Well, for me it’s a frenzy. I edited Zack and Larry before submitting it for publication (of course), and went directly from that to editing both Seidhman and Murderous Requiem, at the same time.
Murderous Requiem is, frankly, still a bit of a mess. Since it’s only half done, and I’d written that half during NaNoWriMo, the quality of this first draft was…rough. Very rough. Was it good? Well…parts of it were. The rewrite helped. But it will still require a lot of rewriting, when it’s finished. I got through the chapters I’d written, and now I’m plowing ahead with the rest of it. So far, the requiem isn’t very murderous. At about halfway through, we have yet to have anything happen, apart from ominous foreshadowing. It’s still entertaining, but the interest comes from the relationships our hero has with the other characters, and his rediscovering of a life he thought he’d left behind.
Seidhman, on the other hand, is getting close to the point where I’ll start sending it out. My friend, Roxanne, handed a copy of the manuscript back to me with copious notes scribbled in the margins — good notes, for the most part, since she knows her history and is a writer, herself. I don’t agree with everything she says (of course), and sometimes decyphering exactly what she’s saying can be a challenge, since her handwriting is…interesting. But a lot of it’s worth considering. So I’m about halfway through the manuscript now, using her notes as a guide.
A friend of a friend, who lives in Norway, gave the manuscript a read and said she loved it, and found it to have a very Scandinavian feel to it, which was tremendously encouraging. She gave me some notes, as well, but they were mostly minor details, except for some matters of “You can’t get there from here,” which I’ll have to take into account. When you don’t live in an area, you often don’t realize that what looks like a simple route on a map has a towering cliff or a raging river that you can’t cross, forcing you to pick a different route.
I also have a reader in Iceland going over the story, and since she’s an Icelandic historian, that’s nerve-wracking. Hopefully, she won’t come back with, “Foolish American! Don’t ever write anything about my country again!”
So, I’m about halfway through the current draft and it’s getting pretty polished. Depending upon what the woman from Iceland tells me, I will hopefully be able to have a final draft done by spring. Then I have to make decisions about whether to send it to a publisher or to an agent. An agent is preferrable, but these days they appear to demand that you already be published, before they’ll look at your work. I also know of some publishers who might be good fits for the story. But those are small press. And considering how much of myself I’ve invested in this particular novel, I might want to aim at the bigger houses, to begin with.

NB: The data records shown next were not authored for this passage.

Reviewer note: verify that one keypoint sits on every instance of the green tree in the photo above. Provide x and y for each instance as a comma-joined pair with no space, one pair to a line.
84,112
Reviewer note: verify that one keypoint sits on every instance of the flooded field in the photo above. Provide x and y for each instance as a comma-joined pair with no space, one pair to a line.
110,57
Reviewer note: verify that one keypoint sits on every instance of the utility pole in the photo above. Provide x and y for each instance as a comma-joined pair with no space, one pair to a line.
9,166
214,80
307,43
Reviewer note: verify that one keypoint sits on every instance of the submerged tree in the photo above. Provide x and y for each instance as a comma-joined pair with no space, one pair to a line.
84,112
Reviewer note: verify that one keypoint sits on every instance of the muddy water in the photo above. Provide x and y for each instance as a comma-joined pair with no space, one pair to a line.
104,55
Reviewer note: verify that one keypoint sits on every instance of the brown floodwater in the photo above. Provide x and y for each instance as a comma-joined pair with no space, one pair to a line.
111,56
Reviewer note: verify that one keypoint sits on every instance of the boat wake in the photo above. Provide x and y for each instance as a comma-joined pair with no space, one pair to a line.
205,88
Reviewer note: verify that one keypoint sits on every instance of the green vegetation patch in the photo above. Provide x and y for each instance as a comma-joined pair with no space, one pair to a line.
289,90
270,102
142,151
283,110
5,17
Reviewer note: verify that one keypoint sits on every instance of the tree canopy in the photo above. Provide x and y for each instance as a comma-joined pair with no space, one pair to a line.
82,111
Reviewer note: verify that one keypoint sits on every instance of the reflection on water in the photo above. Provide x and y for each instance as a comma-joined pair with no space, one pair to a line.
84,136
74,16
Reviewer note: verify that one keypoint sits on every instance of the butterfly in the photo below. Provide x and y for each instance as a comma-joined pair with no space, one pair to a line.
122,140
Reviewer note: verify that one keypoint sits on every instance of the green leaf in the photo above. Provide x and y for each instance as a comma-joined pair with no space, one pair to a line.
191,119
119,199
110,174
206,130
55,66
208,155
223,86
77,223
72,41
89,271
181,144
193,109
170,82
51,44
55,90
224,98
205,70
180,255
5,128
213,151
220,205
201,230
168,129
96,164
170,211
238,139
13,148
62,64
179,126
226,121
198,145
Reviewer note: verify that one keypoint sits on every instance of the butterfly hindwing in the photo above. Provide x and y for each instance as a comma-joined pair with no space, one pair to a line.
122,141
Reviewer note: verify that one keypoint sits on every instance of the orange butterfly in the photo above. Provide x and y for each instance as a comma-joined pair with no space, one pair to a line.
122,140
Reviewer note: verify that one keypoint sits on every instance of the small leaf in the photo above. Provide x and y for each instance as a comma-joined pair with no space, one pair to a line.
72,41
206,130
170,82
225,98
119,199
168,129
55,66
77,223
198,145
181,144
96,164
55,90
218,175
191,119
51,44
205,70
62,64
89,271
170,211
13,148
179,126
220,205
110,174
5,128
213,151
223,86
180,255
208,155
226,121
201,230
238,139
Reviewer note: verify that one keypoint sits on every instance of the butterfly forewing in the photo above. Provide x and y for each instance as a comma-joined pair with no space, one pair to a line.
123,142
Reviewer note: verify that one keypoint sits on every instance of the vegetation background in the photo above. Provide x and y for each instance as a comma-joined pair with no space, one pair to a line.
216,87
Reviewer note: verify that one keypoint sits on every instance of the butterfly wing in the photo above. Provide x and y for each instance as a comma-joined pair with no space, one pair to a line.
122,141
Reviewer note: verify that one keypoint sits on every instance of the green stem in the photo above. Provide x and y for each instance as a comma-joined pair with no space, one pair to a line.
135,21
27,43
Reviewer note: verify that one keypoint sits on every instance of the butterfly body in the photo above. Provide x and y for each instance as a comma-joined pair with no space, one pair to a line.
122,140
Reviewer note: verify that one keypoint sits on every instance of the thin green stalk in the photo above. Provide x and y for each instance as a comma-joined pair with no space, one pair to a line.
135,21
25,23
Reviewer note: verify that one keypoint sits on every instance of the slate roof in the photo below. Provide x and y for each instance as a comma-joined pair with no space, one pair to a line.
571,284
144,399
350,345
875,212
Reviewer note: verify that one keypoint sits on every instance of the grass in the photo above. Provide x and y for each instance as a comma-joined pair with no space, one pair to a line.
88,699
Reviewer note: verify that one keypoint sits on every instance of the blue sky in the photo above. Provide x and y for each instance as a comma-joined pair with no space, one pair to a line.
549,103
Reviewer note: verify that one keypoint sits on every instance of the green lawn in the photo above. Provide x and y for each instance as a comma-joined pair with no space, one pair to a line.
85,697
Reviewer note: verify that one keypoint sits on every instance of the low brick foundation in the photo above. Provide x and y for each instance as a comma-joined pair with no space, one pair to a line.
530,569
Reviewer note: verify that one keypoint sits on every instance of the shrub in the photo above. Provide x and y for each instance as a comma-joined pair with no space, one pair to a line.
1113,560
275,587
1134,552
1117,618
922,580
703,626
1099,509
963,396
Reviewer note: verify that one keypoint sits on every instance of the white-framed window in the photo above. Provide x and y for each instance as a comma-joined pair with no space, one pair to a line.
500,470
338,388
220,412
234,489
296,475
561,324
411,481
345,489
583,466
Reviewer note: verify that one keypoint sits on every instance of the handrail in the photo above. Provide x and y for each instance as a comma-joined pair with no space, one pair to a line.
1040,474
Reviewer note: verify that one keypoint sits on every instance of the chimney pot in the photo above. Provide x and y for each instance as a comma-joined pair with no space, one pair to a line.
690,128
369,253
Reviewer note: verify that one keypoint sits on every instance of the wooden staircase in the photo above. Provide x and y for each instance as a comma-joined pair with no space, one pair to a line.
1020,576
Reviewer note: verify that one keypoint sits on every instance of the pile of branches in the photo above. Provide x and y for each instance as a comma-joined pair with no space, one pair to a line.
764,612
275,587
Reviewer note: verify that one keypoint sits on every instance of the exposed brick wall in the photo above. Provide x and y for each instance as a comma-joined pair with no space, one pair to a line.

In the meantime, I’m still fretting about Zack and Larry. I should probably do a final draft of my still-untitled cyberpunk story, so I can have something else ready to put out there. In the event Zack and Larry gets rejected, I’ll at least have something else to pin my hopes on.
Wow. That does sound like an editing frenzy. I can’t imagine editing more than one novel at the same time. I’m usually multi-tasking writing on and editing one. The writing keeps me sane from the editing frenzy. How do you do it? Good luck with your submission!
~Haley
I do it by being ADD. I don’t recommend the technique. :-p
I loved Seidhman — it has a lot of potential, in my opinion. I just hope a major publishing house has the sense to pick it up.
Thanks. I’ve realized in tackling this latest draft that Seidhman is very important to me. It’s not only my first novel, but also my best, to date. I’ve put more research and rewriting into it than anything else I’ve done. And I think it’s damned good. So, hopefully, a publisher out there will agree.